O carro popular está virando artigo de luxo?

Artigo do prof. Dr. Marcelo Alves publicado na Gazeta Mercantil Digital em 18/11/2025.

A ideia de que o carro popular está desaparecendo não é apenas uma impressão de consumidores frustrados. Os números indicam que, em boa parte do mundo, os veículos de entrada estão mais caros em termos nominais, tecnologicamente mais complexos e, em certos mercados, menos acessíveis do que há dez anos. No Brasil, essa percepção é particularmente sentida. Mas será que os preços realmente subiram acima do razoável — ou o que mudou foi o contexto econômico e tecnológico que redefine o “carro básico”?

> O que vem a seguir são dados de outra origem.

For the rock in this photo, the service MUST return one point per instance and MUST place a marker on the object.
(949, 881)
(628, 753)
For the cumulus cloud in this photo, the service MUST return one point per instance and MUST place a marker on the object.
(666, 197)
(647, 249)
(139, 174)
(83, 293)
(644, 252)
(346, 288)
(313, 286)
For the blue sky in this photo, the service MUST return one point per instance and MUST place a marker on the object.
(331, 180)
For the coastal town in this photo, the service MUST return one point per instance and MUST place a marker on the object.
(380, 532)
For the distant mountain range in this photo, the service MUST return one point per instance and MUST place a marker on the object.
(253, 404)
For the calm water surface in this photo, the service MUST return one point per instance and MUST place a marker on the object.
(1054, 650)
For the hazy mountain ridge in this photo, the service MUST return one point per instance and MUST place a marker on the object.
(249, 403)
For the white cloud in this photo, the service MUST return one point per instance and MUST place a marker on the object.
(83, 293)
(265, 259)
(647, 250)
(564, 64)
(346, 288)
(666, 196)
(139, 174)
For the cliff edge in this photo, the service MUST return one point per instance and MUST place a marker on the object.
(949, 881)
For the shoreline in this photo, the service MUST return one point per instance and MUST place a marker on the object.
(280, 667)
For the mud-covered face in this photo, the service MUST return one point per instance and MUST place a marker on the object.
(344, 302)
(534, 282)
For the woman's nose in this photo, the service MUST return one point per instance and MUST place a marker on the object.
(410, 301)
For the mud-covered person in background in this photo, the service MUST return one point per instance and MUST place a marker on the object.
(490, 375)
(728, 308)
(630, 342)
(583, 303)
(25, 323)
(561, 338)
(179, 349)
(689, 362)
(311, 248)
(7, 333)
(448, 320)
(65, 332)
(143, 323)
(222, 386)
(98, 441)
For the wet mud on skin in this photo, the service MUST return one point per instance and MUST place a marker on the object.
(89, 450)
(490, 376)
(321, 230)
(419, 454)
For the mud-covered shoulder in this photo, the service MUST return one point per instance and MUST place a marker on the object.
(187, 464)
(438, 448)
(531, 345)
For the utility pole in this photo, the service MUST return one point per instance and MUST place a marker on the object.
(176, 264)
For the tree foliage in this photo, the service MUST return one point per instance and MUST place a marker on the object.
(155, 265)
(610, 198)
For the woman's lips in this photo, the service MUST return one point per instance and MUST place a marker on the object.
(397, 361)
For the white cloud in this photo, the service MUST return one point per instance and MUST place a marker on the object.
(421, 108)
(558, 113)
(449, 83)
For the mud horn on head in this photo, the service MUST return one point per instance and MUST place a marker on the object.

Para responder a essa questão, foram comparados preços e atributos dos modelos de entrada entre 2014 e 2024 em três regiões — Brasil, Europa e Estados Unidos — usando, quando apropriado, conversões em PPP para neutralizar flutuações cambiais. Essa abordagem não elimina todas as diferenças entre mercados, mas dá uma base comum para interpretação. Importante lembrar que a PPP ajusta o custo de vida relativo, mas não captura diferenças estruturais de tributação, crédito e renda disponível, fatores decisivos para a acessibilidade à compra de veículos em cada mercado.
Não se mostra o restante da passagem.